Aug 08: New break-through has been achieved in the understanding of sex-specific behaviour by the Howard university researchers. A new study on mice revealed that sex-specific behaviour is regulated by small sensory organ in nose and not by the brain.
The study has challenged the established assumption that different sex behaviour is due to different neural wires which are regulated by different hormones and thus control the sex specific behaviour.
A vomeronasal organ a cluster of receptors makes the mice smell pheromones which informs the brain about the gender of other mice evoking the fitting response.
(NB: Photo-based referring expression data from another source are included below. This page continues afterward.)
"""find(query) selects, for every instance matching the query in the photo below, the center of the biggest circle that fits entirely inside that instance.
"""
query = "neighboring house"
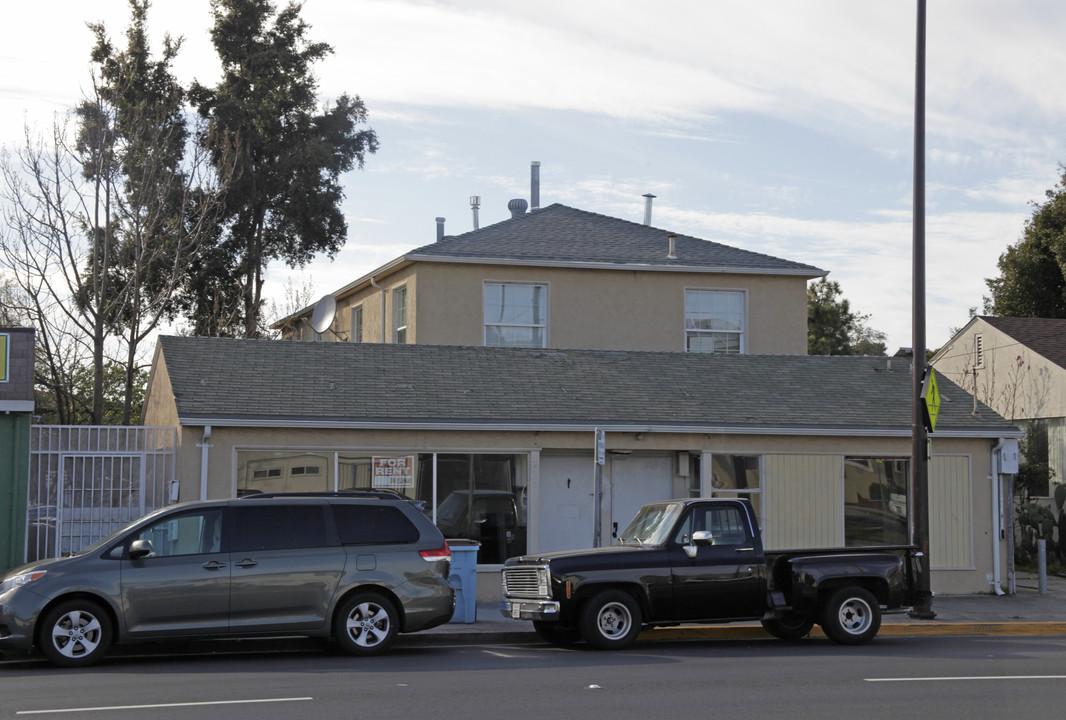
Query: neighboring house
(820, 445)
(1016, 366)
(562, 277)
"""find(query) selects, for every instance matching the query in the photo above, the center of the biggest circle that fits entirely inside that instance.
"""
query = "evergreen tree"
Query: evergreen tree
(833, 329)
(287, 158)
(1032, 281)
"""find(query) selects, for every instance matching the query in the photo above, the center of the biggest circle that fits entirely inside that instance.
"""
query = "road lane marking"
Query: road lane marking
(959, 677)
(159, 705)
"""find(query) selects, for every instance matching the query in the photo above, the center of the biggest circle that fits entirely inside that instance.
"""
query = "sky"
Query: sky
(782, 127)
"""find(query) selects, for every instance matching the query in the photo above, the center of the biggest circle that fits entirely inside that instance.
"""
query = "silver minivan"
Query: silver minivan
(355, 568)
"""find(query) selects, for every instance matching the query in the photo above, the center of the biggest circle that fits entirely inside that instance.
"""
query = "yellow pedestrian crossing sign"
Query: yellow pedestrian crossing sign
(931, 399)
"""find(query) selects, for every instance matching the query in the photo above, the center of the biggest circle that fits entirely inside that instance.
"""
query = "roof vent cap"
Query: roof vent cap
(517, 207)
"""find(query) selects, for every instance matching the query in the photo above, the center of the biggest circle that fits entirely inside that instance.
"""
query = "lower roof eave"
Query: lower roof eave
(527, 426)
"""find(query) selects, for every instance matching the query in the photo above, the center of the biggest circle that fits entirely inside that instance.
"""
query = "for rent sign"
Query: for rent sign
(393, 473)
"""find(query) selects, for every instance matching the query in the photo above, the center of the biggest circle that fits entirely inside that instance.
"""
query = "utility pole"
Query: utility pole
(919, 448)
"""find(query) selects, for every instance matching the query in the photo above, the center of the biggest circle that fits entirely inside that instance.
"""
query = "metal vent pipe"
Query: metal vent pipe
(535, 185)
(647, 208)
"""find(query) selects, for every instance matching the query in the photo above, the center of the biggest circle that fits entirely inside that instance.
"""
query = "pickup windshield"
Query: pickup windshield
(651, 526)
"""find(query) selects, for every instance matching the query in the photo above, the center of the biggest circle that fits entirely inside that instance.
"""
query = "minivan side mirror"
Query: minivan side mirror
(141, 548)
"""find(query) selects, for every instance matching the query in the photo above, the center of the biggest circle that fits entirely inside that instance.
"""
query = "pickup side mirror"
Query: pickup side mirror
(141, 548)
(703, 538)
(698, 538)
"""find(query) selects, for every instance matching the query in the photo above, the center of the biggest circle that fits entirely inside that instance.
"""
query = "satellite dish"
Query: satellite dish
(325, 310)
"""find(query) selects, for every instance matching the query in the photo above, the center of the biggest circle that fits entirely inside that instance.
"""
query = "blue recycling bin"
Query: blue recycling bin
(464, 578)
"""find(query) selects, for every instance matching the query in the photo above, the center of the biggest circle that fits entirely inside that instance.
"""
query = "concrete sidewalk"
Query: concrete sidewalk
(1026, 612)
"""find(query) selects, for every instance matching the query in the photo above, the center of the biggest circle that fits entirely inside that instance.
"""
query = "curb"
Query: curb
(749, 633)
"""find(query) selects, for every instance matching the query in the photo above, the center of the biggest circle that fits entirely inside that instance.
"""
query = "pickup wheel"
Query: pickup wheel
(610, 620)
(556, 635)
(790, 627)
(851, 617)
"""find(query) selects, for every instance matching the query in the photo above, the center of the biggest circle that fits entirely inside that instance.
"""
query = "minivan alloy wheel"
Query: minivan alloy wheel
(75, 633)
(366, 624)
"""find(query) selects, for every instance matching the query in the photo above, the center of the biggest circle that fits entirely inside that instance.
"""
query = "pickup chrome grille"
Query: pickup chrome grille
(526, 581)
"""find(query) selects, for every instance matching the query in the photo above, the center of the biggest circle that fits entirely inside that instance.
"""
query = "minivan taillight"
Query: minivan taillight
(443, 553)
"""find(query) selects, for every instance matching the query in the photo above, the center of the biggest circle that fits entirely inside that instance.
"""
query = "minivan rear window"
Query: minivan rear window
(261, 527)
(373, 525)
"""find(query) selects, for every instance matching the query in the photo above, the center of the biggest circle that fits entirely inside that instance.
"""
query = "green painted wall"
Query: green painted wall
(14, 476)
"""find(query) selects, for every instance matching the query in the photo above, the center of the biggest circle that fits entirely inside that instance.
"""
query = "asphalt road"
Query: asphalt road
(892, 677)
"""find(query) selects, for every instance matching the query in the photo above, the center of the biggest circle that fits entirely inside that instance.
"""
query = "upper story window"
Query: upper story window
(516, 316)
(357, 323)
(400, 315)
(714, 321)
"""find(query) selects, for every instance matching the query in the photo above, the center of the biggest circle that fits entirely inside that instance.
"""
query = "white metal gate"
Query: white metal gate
(87, 481)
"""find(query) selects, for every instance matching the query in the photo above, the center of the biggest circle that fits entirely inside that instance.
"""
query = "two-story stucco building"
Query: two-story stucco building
(482, 374)
(562, 277)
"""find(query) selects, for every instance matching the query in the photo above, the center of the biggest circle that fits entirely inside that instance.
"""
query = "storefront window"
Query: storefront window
(737, 477)
(875, 501)
(284, 472)
(479, 496)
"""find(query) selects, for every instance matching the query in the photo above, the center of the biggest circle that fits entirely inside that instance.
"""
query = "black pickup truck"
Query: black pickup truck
(701, 561)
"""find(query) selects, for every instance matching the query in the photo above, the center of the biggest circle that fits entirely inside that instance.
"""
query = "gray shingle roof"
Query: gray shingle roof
(1046, 336)
(283, 383)
(561, 234)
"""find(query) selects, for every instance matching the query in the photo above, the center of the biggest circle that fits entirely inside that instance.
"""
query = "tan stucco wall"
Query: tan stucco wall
(602, 309)
(159, 408)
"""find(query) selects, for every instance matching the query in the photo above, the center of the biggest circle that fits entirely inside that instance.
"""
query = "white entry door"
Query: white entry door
(564, 514)
(635, 480)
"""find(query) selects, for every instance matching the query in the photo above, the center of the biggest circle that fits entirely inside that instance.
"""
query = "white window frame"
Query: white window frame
(544, 325)
(355, 321)
(742, 333)
(400, 331)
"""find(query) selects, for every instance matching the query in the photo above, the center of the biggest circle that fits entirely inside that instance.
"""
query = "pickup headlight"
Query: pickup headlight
(20, 579)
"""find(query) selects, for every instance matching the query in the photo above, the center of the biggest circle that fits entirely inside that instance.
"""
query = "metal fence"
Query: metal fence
(87, 481)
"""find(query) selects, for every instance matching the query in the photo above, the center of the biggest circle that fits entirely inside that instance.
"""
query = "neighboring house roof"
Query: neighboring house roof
(1046, 336)
(272, 383)
(561, 235)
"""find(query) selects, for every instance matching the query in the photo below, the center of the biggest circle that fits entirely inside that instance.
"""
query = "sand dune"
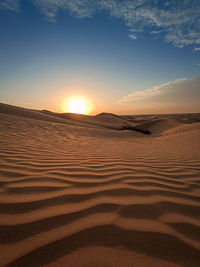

Pheromones inform about sexual readiness about the member. What researchers did is that they just had a simple mutation of TRPC2, and ion channel and disabled the VNO which now did not provide information about the other mice’s gender.
Researchers observed that female mice turned violent and aggressive and started showing male sexual behaviour. They started the courtship activity usually a male characteristic. They also did not show a maternal behaviour to the new born babies and left them uncared. They reflected the male behaviour without developing male hormones and maintained the testosterone levels, oestrogen levels and oestrus cycles.
Catherine Dulac Higgins Professor of Molecular and Cellular Biology in Harvard University told that two conclusions can be drawn from this experiment that vomeronasal organ helps female specific neural circuit grow or in mature female mouse brain represses the male behaviour.
Dulac said that actually what research suggests is that there are same neural circuitry in male or females the only difference is vomeronasal organ in females which works almost as a switch which either motivates the female behaviour and pushes the male one into corners.
The research does not apply to humans as they lack that particular olfactory organ called vomeronasal organ.